When one boundary wall of a structure is built right on the property line, it is said to have a zero lot line. This technique is used in both residential and commercial construction for a variety of reasons, with homes which are laid out in this way being referred to as “zero lot line homes.” In some regions, building codes may actually prevent people from building a structure which has this type of line, while in other areas, this type of construction may be permitted. Many housing developments and subdivisions apply for waivers of setback rules, if they exist, so that zero lot line homes can be built.
One of the main reasons to build right along the property line is to create more usable space on the lot, especially if the lot is small. A home with setbacks will be surrounded by several small patches of lawn or garden which may require a lot of work for minimal returns. By contrast, a home built right along the property line can have one large outdoor area, which is why such structures are sometimes called garden, patio, or narrow-lot homes.
Building along the property line can also be used to maximize indoor space by building a larger structure, or to eliminate the need for landscaping altogether by filling the lot, as is done with some retail businesses and town homes. A store, for example, might butt up against the sidewalk with walls which are very close to the property line, and a small space in back for parking.
Promoting zero lot line development can encourage people to use available land more efficiently, and it can sometimes be used to create more environmentally friendly designs by encouraging people to pool open space together to create park-like areas which create habitats. For example, homes in a housing development might cluster around a central common area, rather than each having a small yard. People can sometimes enjoy more privacy as well by pushing a home up against one of the property lines.

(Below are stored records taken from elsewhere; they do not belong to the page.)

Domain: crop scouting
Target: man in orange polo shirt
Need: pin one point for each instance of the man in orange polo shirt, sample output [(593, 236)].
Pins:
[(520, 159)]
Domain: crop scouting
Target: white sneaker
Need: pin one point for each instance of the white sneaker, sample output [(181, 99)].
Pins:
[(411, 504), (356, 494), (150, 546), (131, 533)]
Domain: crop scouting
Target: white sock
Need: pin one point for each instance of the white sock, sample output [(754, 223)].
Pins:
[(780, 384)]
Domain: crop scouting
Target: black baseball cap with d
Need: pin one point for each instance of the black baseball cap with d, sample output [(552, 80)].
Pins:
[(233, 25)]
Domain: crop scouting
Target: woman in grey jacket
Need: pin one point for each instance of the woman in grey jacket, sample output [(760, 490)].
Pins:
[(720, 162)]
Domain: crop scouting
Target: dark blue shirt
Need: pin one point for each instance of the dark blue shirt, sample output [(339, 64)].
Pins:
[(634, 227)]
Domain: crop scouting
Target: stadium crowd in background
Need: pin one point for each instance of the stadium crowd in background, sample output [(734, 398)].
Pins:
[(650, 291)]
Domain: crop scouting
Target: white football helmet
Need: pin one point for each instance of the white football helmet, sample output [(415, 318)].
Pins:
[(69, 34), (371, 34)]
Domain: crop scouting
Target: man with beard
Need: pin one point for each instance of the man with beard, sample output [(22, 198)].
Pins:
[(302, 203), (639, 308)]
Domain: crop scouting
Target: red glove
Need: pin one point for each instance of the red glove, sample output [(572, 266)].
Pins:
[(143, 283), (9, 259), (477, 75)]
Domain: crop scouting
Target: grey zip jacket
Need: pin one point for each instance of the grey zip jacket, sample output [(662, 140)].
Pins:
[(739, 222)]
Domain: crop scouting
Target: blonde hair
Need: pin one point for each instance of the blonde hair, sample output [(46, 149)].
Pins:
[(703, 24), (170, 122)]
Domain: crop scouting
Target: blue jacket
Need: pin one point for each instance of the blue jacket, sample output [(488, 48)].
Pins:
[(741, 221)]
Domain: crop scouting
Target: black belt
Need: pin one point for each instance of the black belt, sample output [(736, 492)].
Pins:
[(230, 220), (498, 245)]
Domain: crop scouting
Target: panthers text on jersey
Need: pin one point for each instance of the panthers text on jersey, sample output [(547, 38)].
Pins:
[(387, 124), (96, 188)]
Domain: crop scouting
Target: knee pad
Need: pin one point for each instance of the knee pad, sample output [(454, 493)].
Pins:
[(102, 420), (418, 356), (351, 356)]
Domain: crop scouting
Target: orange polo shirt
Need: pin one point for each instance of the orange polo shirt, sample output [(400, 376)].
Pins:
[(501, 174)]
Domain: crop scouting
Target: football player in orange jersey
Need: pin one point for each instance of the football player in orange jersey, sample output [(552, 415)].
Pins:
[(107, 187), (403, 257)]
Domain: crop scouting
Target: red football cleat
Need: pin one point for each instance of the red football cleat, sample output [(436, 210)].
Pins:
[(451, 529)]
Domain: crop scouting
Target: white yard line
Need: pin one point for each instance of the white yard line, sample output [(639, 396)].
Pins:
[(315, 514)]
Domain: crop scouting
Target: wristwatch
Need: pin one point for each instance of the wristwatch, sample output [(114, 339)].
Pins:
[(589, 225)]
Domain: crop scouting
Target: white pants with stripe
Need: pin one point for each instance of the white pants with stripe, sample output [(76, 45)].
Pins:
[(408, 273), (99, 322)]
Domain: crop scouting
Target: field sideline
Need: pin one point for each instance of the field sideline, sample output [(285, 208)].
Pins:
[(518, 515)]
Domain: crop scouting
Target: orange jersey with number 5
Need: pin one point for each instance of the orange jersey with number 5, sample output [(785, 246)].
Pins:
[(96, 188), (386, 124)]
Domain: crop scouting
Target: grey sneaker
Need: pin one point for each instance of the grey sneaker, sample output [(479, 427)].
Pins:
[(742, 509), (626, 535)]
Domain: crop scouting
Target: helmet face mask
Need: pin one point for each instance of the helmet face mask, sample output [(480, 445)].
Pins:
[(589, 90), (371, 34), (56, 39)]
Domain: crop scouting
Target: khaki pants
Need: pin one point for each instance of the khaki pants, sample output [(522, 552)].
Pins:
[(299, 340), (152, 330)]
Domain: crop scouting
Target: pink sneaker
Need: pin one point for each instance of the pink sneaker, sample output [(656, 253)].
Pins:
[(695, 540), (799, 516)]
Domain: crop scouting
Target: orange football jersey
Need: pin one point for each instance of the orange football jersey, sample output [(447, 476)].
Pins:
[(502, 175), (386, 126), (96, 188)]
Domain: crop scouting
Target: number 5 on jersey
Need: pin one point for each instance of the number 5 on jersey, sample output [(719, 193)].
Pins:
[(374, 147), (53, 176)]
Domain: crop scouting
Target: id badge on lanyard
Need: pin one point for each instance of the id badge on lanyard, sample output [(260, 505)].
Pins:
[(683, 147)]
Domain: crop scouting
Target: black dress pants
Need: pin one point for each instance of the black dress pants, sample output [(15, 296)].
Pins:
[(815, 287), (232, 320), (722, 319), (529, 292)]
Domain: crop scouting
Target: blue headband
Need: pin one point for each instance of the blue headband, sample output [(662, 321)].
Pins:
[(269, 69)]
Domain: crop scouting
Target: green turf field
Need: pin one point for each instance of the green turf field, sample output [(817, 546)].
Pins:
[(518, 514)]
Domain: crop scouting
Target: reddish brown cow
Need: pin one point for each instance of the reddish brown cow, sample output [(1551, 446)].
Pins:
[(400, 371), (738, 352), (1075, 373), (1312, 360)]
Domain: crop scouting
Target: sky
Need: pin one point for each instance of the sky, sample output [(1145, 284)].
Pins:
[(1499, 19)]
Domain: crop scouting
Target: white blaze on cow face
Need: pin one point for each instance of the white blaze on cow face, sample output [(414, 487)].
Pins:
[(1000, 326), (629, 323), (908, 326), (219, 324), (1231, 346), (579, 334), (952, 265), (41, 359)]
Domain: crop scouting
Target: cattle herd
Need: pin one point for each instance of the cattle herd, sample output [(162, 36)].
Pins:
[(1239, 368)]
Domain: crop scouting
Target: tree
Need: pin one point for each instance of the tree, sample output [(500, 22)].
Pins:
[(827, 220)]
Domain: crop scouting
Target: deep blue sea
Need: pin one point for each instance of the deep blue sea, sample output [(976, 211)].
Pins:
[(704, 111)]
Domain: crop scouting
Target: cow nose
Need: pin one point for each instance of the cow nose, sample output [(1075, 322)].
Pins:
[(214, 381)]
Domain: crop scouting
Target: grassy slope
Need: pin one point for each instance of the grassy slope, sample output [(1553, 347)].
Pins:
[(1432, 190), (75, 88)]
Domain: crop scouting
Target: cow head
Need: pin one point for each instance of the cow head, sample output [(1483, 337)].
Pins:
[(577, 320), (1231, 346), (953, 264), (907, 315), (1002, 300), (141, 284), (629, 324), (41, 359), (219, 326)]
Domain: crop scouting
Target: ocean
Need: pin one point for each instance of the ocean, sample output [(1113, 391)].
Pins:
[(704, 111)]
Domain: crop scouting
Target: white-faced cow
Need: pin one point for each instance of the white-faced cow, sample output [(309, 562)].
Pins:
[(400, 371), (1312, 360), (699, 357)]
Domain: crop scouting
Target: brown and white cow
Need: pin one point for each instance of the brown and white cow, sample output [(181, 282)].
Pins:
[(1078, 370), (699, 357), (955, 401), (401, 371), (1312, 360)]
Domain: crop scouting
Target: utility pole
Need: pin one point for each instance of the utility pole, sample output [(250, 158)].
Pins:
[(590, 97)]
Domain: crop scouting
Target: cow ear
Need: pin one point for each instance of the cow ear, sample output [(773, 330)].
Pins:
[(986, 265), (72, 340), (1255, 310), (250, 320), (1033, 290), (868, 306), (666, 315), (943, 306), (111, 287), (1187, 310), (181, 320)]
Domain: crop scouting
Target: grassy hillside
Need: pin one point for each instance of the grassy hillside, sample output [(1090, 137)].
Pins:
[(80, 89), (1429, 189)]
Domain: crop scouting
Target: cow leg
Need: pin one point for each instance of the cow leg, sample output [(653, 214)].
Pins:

There are some distinct disadvantages to zero lot line construction. One of the big issues is that it is often not possible to include windows, as another structure may be right on the other side of the property line, and sometimes structures even share a wall in a zero lot line development. The lack of space can also become an issue during disputes over noise and land use, because there is no buffer between neighbors. Maintaining the exterior of the structure can also be challenging, as any sort of cleaning, maintenance, and construction will encroach on the neighboring property or public land.